Hyun Joo tightened his grip on the stick and turned slowly, scanning between trunks. His
heart beat harder, and with it came a strange awareness: his senses felt sharper. He could
smell damp earth, crushed leaves, a faint sweetness from some unseen flower. He could
hear, if he focused, the direction of the wind. He didn't know if that was simply what it felt
like to be young and healthy, or if "Mag: 5" was doing something quietly in the background.
Magic. If he had magic, could he use it without spending points?
He held the stick in one hand and lifted the other, palm open. He tried to imagine heat
gathering there, like in the animations from a hundred shows. He pictured a spark.
Nothing happened.
He tried again, concentrating harder, as if squeezing a muscle he'd never used.
Still nothing. No warmth. No glow. No helpful instruction prompt.
Hyun Joo let his hand fall and exhaled through his nose. "Of course."
A bitter laugh almost escaped him, but he swallowed it. Bitterness could wait. It was a
luxury.
He looked up through the branches. The sun's position was hard to gauge through leaves,
but the light suggested morning or late afternoon. Either way, he needed a plan before
night. Shelter. Water. Direction. People, if they existed.

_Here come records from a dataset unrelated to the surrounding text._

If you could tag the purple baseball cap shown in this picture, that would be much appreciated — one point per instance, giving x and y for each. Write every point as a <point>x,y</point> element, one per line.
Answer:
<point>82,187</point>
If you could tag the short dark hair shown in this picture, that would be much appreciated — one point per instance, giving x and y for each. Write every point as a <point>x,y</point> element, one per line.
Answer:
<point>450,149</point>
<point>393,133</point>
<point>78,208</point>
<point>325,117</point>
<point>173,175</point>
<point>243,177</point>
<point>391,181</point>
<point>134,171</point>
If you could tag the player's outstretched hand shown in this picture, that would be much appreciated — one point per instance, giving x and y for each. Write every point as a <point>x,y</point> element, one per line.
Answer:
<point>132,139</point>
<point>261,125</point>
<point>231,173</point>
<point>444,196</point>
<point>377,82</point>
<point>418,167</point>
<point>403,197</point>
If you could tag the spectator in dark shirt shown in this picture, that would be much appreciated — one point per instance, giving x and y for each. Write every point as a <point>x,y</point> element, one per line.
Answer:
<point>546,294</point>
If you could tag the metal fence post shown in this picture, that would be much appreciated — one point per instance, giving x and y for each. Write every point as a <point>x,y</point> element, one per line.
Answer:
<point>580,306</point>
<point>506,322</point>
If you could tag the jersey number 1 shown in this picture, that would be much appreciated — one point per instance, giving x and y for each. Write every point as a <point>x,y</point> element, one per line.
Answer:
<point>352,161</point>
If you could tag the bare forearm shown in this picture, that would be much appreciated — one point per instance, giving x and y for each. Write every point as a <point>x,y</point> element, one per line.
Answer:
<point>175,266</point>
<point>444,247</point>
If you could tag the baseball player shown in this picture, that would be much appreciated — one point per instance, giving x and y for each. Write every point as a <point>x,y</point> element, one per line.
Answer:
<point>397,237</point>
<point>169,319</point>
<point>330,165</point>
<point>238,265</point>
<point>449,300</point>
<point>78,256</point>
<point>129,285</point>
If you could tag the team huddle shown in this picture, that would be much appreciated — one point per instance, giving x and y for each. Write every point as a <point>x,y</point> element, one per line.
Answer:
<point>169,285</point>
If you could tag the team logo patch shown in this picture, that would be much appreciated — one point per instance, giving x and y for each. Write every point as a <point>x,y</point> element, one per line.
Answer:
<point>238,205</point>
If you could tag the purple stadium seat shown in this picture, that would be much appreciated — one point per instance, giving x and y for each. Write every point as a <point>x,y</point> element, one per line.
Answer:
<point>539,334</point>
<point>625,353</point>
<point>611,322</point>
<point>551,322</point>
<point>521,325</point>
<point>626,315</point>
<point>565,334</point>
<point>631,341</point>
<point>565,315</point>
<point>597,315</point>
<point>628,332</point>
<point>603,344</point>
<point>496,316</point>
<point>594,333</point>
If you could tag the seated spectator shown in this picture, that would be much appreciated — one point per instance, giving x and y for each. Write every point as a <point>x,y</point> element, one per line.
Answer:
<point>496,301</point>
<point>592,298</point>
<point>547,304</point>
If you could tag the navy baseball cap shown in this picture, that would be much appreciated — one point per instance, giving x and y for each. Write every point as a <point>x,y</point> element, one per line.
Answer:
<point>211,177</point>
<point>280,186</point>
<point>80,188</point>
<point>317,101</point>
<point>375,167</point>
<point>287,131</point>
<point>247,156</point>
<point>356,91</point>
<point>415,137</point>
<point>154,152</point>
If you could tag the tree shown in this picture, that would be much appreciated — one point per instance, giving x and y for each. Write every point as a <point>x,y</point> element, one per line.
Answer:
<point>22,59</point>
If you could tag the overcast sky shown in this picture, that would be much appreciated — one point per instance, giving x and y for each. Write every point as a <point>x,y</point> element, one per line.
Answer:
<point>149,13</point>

He chose a direction at random—following the slope of the land downward, because water
tended to collect there—and began walking, using the stick to probe the ground ahead and
push aside ferns.
As he moved, he kept checking the forest for patterns, for any sign of a path. Every so often,
he paused and listened. Each time, the same truth settled deeper into him: this was real
enough to kill him.
The thought should have made him spend his points immediately—dump them into
strength, into vitality, into anything that would keep him alive.
But the numbers were a promise and a trap at the same time.

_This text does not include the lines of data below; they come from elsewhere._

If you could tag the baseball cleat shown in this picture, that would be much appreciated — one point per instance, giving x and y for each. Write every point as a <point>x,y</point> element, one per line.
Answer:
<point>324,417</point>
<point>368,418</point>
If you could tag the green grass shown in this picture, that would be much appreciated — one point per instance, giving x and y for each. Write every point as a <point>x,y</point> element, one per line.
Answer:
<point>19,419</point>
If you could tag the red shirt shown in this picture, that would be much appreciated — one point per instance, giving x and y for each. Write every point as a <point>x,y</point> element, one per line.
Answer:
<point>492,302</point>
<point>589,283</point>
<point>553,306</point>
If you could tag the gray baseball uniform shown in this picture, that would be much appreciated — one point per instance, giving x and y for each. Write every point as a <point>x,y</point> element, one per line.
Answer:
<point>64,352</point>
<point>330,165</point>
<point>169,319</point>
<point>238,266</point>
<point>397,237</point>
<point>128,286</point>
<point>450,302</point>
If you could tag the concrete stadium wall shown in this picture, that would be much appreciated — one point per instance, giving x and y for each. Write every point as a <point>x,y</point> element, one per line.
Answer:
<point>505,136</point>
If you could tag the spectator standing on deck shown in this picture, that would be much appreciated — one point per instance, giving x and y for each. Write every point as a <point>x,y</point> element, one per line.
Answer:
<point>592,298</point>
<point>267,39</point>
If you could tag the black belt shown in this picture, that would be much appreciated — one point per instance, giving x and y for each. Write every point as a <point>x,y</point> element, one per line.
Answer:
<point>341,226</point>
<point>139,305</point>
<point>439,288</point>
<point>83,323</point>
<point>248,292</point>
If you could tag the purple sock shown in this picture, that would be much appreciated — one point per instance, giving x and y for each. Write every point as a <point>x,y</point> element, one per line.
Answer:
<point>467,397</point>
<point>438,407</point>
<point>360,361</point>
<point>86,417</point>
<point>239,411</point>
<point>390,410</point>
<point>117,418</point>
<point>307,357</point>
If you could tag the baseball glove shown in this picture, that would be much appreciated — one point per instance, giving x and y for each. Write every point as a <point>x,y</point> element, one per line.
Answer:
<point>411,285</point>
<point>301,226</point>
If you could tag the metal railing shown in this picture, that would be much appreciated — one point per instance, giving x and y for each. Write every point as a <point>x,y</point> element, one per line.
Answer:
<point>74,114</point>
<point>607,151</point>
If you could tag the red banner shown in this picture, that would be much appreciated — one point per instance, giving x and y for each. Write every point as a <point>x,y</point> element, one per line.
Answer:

Hyun Joo continued downhill, jaw set, forcing himself into calm. He would not gamble his
thirty points on ignorance. Not when he didn't even know what "1" truly meant in this world.

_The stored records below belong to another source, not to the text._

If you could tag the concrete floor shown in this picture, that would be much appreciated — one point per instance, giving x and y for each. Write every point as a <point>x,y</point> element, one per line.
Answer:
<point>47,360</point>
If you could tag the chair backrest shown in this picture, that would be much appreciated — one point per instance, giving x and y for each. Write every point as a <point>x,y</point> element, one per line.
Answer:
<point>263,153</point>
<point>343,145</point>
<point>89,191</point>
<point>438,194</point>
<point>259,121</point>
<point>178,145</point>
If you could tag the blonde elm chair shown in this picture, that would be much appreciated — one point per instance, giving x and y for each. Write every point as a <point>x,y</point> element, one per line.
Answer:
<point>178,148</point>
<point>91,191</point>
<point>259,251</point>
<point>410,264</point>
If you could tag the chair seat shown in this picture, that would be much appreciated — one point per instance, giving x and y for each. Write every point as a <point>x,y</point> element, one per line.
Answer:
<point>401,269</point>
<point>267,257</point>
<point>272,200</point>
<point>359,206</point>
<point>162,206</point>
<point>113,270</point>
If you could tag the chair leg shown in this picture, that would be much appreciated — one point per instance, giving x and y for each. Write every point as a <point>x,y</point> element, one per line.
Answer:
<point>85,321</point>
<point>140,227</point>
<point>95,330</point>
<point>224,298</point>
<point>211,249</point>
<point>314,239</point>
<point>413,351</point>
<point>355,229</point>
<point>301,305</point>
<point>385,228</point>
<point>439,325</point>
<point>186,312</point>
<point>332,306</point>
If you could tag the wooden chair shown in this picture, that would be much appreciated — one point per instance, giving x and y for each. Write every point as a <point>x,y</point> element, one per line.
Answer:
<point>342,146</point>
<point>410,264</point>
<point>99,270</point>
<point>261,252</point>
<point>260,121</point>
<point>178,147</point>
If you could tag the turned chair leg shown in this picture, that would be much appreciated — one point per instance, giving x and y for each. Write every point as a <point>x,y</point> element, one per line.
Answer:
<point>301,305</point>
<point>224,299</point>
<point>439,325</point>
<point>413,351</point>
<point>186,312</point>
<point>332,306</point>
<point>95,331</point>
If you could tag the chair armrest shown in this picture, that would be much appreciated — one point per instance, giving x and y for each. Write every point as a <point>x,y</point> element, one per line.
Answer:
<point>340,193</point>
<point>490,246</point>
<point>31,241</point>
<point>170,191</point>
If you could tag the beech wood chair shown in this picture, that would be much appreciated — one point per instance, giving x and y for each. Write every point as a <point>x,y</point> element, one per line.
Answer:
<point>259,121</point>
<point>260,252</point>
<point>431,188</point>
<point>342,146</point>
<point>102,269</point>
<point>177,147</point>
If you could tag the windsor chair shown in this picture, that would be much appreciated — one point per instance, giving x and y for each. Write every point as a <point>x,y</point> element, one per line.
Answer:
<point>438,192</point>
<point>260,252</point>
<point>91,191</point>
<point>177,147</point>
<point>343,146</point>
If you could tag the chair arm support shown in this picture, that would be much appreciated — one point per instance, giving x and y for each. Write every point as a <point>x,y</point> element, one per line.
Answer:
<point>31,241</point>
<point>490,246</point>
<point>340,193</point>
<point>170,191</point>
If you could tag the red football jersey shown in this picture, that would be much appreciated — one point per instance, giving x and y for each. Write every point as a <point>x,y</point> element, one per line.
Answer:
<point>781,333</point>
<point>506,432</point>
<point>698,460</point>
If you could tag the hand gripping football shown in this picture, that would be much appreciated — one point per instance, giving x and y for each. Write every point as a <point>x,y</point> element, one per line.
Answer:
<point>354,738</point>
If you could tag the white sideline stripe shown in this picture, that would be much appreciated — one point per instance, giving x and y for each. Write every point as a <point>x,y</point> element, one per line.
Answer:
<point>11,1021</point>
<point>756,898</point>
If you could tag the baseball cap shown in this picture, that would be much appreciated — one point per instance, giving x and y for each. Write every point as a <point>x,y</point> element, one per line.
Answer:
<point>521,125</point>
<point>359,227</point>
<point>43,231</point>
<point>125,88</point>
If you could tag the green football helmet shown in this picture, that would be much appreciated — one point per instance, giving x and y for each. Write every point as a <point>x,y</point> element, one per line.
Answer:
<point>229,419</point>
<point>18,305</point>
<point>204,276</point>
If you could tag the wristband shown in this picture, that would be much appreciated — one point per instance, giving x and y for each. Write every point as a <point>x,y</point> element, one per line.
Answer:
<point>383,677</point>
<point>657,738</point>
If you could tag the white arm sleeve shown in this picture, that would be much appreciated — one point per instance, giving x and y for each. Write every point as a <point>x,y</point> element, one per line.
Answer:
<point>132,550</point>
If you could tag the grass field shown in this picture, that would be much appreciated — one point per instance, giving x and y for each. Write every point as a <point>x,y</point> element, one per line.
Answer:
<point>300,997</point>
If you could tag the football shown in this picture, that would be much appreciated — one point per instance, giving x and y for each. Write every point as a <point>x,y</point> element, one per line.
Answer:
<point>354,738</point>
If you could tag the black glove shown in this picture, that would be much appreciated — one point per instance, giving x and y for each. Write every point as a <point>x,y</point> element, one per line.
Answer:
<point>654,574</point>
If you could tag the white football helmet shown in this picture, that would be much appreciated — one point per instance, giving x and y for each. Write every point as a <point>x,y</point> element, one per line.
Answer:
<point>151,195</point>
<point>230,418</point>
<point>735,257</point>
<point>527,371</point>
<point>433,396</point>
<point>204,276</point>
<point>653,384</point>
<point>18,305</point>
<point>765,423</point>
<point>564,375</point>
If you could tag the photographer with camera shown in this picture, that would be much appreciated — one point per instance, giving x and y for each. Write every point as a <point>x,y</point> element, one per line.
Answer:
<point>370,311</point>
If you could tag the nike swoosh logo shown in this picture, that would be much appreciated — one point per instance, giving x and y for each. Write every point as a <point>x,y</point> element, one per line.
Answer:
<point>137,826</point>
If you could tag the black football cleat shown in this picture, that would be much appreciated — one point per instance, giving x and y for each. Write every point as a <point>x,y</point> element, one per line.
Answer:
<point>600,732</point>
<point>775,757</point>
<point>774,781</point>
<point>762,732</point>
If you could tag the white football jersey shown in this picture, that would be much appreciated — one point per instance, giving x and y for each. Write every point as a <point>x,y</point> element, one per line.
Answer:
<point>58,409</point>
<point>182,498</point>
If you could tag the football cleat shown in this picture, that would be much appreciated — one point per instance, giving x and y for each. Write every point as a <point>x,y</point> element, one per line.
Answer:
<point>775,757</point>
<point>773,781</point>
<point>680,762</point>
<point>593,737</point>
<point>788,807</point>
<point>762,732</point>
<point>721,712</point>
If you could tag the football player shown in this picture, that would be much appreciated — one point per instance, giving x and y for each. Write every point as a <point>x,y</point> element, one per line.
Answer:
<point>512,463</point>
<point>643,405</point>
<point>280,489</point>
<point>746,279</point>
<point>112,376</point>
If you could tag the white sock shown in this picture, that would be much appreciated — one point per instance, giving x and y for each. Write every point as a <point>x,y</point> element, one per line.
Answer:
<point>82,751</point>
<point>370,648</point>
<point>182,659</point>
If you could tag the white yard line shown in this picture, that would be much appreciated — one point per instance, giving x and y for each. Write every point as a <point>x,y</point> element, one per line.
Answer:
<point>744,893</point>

He walked until the air grew cooler and the plants changed, and then—faint at first, like a
memory—he heard it.
Water.
A stream, somewhere ahead.
Hyun Joo quickened his pace, careful not to run. Each step brought the sound clearer, the
steady, indifferent rush of something that didn't care whether a man had been pulled into
another world or not.
When he finally pushed through a curtain of hanging vines and saw the stream cutting
through rocks, relief hit him so hard his knees softened.
He crouched at the edge, watching the clear current slide over stones. He didn't drink yet.
He'd read enough to know better than to trust a pretty stream without thought. He scanned
upstream and down for animal tracks, for anything dead in the water, for anything that
suggested danger.
Only when he was satisfied it looked clean did he scoop water into his hands and sip
slowly.
Cold. Fresh. Real.
Hyun Joo sat back on his heels, water dripping from his fingers. The forest pressed in
around him, beautiful and merciless.
He swallowed and looked at his wet hands, then at the place in the air where his status
window had been.
"Alright," he said quietly, as if speaking to whatever had brought him here. "If this is a
game…"
His voice tightened on the last word. He corrected himself.
"If this is my life now—then I'm going to learn the rules before I play."
And with the sound of the stream steady at his side, he began to plan what to test next.